What has suppression ever done but create walking talking powder kegs?

To be clear, I’m not interested in putting purely exploitative material out into the world, the only purpose of which is to debase and disgust. No thank you. I want to be provocative, yes, but in the pursuit of something with a point of view, where substance and style can achieve equilibrium.

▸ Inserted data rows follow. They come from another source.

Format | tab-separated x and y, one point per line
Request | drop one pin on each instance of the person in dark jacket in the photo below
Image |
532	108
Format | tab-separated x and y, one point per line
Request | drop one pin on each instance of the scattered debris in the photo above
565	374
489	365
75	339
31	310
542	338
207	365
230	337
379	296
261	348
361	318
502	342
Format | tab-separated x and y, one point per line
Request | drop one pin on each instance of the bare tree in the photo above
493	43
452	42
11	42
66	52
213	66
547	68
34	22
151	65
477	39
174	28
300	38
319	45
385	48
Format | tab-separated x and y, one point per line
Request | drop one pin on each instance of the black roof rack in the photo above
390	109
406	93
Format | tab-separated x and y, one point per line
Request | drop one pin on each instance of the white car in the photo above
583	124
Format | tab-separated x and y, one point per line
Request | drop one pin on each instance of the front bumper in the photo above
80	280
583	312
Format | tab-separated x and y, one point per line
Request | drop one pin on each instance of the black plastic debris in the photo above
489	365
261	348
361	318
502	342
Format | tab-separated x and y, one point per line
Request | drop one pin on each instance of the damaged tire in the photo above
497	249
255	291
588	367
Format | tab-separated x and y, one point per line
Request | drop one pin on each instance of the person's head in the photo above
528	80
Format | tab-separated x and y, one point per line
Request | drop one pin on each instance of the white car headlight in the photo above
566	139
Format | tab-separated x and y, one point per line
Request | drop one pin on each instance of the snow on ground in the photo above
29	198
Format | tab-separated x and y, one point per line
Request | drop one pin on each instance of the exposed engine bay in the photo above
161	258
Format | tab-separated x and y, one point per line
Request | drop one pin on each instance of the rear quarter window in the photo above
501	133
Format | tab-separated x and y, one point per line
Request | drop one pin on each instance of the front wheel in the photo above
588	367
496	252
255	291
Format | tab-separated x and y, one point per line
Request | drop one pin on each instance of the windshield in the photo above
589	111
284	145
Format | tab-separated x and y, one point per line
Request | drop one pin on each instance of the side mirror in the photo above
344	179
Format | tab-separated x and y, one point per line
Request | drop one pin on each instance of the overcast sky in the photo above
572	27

In regard to violence (again, both physical and emotional), I feel a need to examine the act and its perpetrators in an attempt to understand why we behave the way we do, why we hurt each other, and to shine a light on the damage and the cost inflicted. The nature vs. nurture debate when it comes to violence can be spun into so many various and fascinating narratives, and ultimately the end result I’m striving for is a confluence of the thoughtful, unflinching, entertaining, and often uncomfortably humorous.

Sometimes the results of my “investigations” are ambiguous because there aren’t any clear, obvious answers. And some of the best writing doesn’t provide answers, but rather inspires more questions. But that doesn’t mean I’m hiding behind fiction or afraid to assert an opinion. There are artists who are not compelled to explain or defend their work, but if so challenged I will stand behind anything I’ve created and enter into any reasonable debate about its merit, about its right to exist.

I’m curious to hear from other writers, readers, filmmakers, filmgoers, artists and consumers of art in general. What’s your opinion on violence in the arts, the impact it has on our society, and the responsibility of the artist?